It can be argued that you can change anything.
However, changing your buyer agent may affect the amount of commission, to whom it is paid, and how much.
It is possible that a commission could be owed to more than one buyer agent if you switch.
Re-read everything you have signed.
Look for anything that binds you to the licensee.
Ask your legal advisor what their opinion is.
Make sure you inform your legal advisor of any emails, conversations, etc. that have to do with paying the buyer agent upon your purchase.
You may have signed a disclosure - because a licensee is supposed to present you one at your first meeting about a specific property.
A disclosure form is not a contract, and it will say that on the disclosure form.
Ask your legal advisor about being alienated by the licensee.
Your legal advisor will have their own advice.
You can also ask to be present at the next offer presentation.
This does not happen very often though.
And you must understand that the presentation is not an opportuity to do anything other than hear how, and that, the offer is presented.
You will probably be asked to leave after the presentation and while the seller and their licensee discuss the offer.

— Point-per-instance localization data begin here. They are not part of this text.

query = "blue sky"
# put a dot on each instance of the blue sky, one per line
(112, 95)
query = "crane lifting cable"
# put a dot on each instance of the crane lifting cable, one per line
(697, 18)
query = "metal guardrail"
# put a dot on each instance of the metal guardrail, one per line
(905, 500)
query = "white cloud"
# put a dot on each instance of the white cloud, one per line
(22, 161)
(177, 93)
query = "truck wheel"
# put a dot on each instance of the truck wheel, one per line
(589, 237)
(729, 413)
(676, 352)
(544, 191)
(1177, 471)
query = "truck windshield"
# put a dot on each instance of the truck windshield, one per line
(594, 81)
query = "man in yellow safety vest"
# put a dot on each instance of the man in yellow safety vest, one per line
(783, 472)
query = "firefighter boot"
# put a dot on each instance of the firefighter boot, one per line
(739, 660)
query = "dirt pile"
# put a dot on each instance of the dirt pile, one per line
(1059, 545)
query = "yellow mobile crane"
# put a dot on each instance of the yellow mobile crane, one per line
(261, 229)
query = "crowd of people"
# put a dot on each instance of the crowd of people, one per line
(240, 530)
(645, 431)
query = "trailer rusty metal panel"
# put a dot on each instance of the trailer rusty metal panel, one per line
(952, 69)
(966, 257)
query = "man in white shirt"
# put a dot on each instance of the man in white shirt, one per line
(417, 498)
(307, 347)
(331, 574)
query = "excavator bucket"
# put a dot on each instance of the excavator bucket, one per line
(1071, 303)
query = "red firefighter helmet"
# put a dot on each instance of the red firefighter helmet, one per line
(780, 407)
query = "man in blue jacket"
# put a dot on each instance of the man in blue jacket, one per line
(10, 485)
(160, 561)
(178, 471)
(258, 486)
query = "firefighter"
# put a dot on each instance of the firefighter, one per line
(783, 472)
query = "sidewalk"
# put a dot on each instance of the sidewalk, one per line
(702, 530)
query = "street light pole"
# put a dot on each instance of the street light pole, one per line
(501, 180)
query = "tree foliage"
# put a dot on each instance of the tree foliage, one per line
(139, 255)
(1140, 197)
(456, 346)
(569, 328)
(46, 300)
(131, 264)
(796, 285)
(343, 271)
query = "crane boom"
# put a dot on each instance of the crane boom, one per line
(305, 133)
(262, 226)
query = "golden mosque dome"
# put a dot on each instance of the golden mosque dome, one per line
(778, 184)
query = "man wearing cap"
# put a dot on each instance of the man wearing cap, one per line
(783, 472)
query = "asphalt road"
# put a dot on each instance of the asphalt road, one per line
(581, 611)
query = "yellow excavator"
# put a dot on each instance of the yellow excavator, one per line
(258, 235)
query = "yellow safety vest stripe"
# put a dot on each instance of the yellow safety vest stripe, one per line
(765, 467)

Your initial attendance can be accepted or the seller may prefer to only have their licensee present the offer.
Also, I am giving you the benefit of the doubt that the licensee really did not present the offer well, rather than the offer containing provisions, contingencies, or terms that the owner chose not to accept or counter.
If your licensee has advice about how the offer might be improved, you might consider those ideas and discuss them with your legal advisor, too.

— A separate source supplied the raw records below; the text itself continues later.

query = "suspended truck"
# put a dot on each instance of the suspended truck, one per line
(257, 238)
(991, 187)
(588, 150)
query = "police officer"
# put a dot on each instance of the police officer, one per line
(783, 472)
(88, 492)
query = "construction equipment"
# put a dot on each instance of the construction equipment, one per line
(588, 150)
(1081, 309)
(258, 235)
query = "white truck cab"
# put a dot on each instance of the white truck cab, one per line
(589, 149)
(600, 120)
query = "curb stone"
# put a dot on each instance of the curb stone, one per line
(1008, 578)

(Please note: when you choose an answer as a Best Answer, or at least give a thumbs up, it helps those who answer questions here.)
All that being said, you can absolutely change your buyer representation, as long as you don't have a signed buyer contract. Hopefully you've signed the state mandated "agency disclosure" form which outlines the relationship with your buyer agent. This form however does not obligate you to work with any one agent; it simply describes which agent is working on your behalf.
In this competitive market, it's important to feel comfortable with your agent, and confident that he/she is doing everything possible to advance your transaction. You will likely be met with some frustration and anger, but as a buyer in a very important transaction, you need to feel as though you did all that you could.
You can fire an agent at any time especially if you haven't signed a contract but you'd have to work something out with your new agent in terms of pay as they likely will not get any commission.
If you're looking for a new agent that specializes in Needham and puts your needs first, feel free to contact me.
If you go through the listing agent and your realtor finds out even if not in contract you could wind up paying a commission.
I know you want the house. They also want the best price. Good luck.
Personally I believe you're wasting your time unless our prepared to raise your offer and I certainly wouldn't have any desire to get involved and any experienced agent is likely to feel the same way. You need to stop pretending you know more than your Realtor. You need to find an experienced broker have the show you the market data and understand that this is the same data any reasonable seller will be looking at when considering offers, If your offer isn't in the range or what the market is bearing , then you're wasting everyone's time.
You also need to realize that we're just entering spring market and that this is prime selling season, there no reason for Sellers who have good properties to bother with anyone bottom fishing.
Did you receive a counter offer? In our immediate markets it is not uncommon not to receive a counter if the property just came on the market or that the offering price is low. As stated below it is a very competitive market place.
That said can you change brokers yes. Will your new broker be compensated most likely not, because you are not going to want to pay them, and from the sellers side they would not be the procurring cause, as it is not your agent that broke the continued chain of events, it would be you, unless time passes the agent does not keep in touch with you, there is a price change and they do not notify you.
My recommendation is if you like the house, buy it and pay for it. This will allow you to do your due deligence and see if there are truly any issues to be concerned about, a few thousand dollars in this market with these interest rates is not one of them.
Remember this - IT IS ALWAYS EASIER TO GET OUT OF A DEAL THEN INTO ONE.
What has been said earlier about procurring cause has much merit. But there are many factors in procurring cause and an important one of them is whether there was a break in the transaction. In some cases it has been ruled that a buyer chosing to fire an agent is a legitimate break in the transaction. If a buyer decides he is not best represented by one agent and switches to another, that fact can affect procurring cause. After all, it's the consumer who is supposed to be protected. But again, that is between the two brokerage houses, not you, assuming you have not signed a buyer's representation contract. Sometimes brokerage houses decide to split the commission or pay a referral fee to the first agent who was essentially "fired" by the buyer. However, it may be difficult to find another buyer agent who would be willing to risk the fight. Nobody cares to work for free.
As long as you don't have a signed buyer's agent contract with the first agent, you may not be liable to pay a commission. The seller will have to pay the commission and the agents will have to battle it out as to who gets paid. However, keep in mind, a lawyer familiar with contract law is the best person to consult. Those of us here answering your question are Realtors, not lawyers, and are giving you our best opinion based on practice.